The total energy of an electron in the first excited state of the hydrogen atom is about –3.4 eV.
(a) What is the kinetic energy of the electron in this state?
(b) What is the potential energy of the electron in this state?
(c) Which of the answers above would change if the choice of the zero of potential energy is changed?

In Bohr.s model , `mvr = (nh)/(2pi) and (mv^2)/r = (Ze^2)/(4 pi epsilon_0 r^2)`
Which give
`T = 1/2 mv^2 = (Ze^2)/(8 pi epsilon_0 r) , r = (4 pi e_0 h^2)/(Z e^2 m) n^2`
These relations have nothing to do with the choice of the zero of potential energy. Now, choosing the zero of potential energy at infinity we have `V = – (Z e^2/4 pi epsilon_0 r)` which gives `V = –2T and E = T + V = – T`
(a) The quoted value of E = – 3.4 eV is based on the customary choice of zero of potential energy at infinity. Using E = – T, the kinetic energy of the electron in this state is + 3.4 eV .

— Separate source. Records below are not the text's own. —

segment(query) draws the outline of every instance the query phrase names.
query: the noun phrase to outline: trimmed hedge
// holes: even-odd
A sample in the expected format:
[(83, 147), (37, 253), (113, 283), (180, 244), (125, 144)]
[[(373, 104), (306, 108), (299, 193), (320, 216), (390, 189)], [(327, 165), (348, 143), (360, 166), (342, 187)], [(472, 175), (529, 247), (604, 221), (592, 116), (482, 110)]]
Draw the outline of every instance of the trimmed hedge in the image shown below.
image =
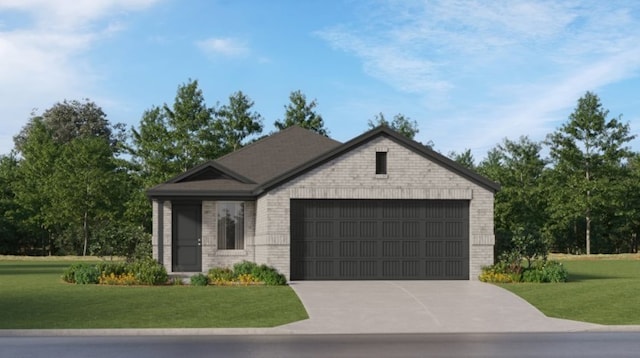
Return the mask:
[[(133, 279), (131, 279), (133, 277)], [(62, 280), (76, 284), (163, 285), (169, 275), (164, 266), (153, 259), (127, 262), (78, 263), (62, 273)]]
[(287, 284), (287, 278), (275, 268), (250, 261), (238, 262), (233, 265), (233, 269), (212, 268), (207, 276), (210, 283), (214, 285), (262, 283), (269, 286), (282, 286)]
[(500, 261), (494, 265), (483, 267), (478, 278), (482, 282), (493, 283), (556, 283), (567, 282), (568, 276), (567, 269), (558, 261), (535, 260), (531, 261), (527, 267)]

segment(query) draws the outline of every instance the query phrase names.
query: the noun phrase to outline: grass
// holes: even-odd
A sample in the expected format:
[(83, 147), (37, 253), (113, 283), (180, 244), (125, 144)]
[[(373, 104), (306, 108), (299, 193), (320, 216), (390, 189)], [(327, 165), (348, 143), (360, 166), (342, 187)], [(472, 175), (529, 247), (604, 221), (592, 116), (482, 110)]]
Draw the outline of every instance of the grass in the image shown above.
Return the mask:
[(0, 259), (0, 329), (273, 327), (307, 318), (288, 286), (74, 285), (73, 260)]
[(567, 283), (501, 284), (549, 317), (606, 325), (638, 325), (637, 255), (554, 257), (569, 271)]

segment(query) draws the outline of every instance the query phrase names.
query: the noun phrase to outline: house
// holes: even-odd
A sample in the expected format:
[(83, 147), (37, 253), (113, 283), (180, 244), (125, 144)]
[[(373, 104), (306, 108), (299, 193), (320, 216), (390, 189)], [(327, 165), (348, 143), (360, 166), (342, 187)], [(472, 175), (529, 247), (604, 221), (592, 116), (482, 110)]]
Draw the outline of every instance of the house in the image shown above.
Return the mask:
[(498, 185), (385, 127), (294, 126), (148, 190), (170, 273), (243, 260), (290, 280), (475, 280)]

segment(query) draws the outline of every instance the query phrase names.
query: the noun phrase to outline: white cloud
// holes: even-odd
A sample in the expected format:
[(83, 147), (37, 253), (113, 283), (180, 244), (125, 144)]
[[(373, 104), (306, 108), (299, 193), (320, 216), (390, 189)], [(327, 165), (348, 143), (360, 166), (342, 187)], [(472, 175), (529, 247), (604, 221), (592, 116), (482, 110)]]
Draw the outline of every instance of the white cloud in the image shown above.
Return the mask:
[[(34, 108), (80, 98), (92, 87), (82, 55), (98, 40), (121, 31), (112, 16), (144, 9), (156, 0), (0, 0), (0, 154)], [(8, 19), (15, 19), (8, 22)]]
[(209, 38), (197, 41), (196, 45), (212, 56), (243, 57), (250, 52), (248, 45), (244, 41), (234, 38)]
[(443, 152), (464, 146), (481, 150), (481, 157), (504, 137), (541, 139), (585, 91), (640, 70), (635, 3), (381, 4), (363, 10), (359, 22), (317, 34), (359, 58), (365, 73), (399, 93), (421, 96), (422, 111), (435, 117), (421, 134)]

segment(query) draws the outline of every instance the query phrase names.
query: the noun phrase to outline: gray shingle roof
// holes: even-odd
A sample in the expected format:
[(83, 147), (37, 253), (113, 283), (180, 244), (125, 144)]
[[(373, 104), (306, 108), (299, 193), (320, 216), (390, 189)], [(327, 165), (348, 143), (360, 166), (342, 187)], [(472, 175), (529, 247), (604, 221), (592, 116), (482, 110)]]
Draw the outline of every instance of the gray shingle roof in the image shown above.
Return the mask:
[(156, 196), (251, 196), (261, 184), (335, 149), (340, 142), (292, 126), (147, 191)]
[(147, 191), (149, 197), (256, 197), (294, 177), (337, 158), (377, 136), (389, 139), (496, 192), (500, 186), (453, 160), (386, 127), (347, 143), (298, 126), (270, 135), (217, 160), (203, 163)]

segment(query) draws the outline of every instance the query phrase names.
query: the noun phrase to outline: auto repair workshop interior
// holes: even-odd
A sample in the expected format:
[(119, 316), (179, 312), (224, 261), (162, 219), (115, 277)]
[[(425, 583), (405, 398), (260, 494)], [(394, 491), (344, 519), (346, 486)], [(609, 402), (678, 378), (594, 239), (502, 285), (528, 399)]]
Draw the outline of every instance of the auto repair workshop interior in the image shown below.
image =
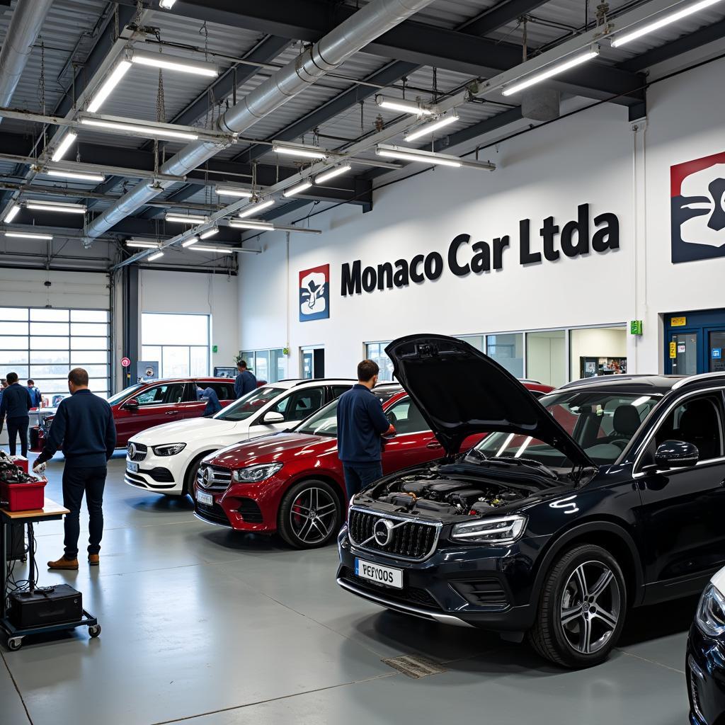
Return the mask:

(b) Using V = – 2T, potential energy of the electron is = – -6.8 eV
(c) If the zero of potential energy is chosen differently, kinetic energy does not change. Its value is + 3.4 eV independent of the choice of the zero of potential energy. The potential energy, and the total energy of the state, however, would alter if a different zero of the potential nergy is chosen.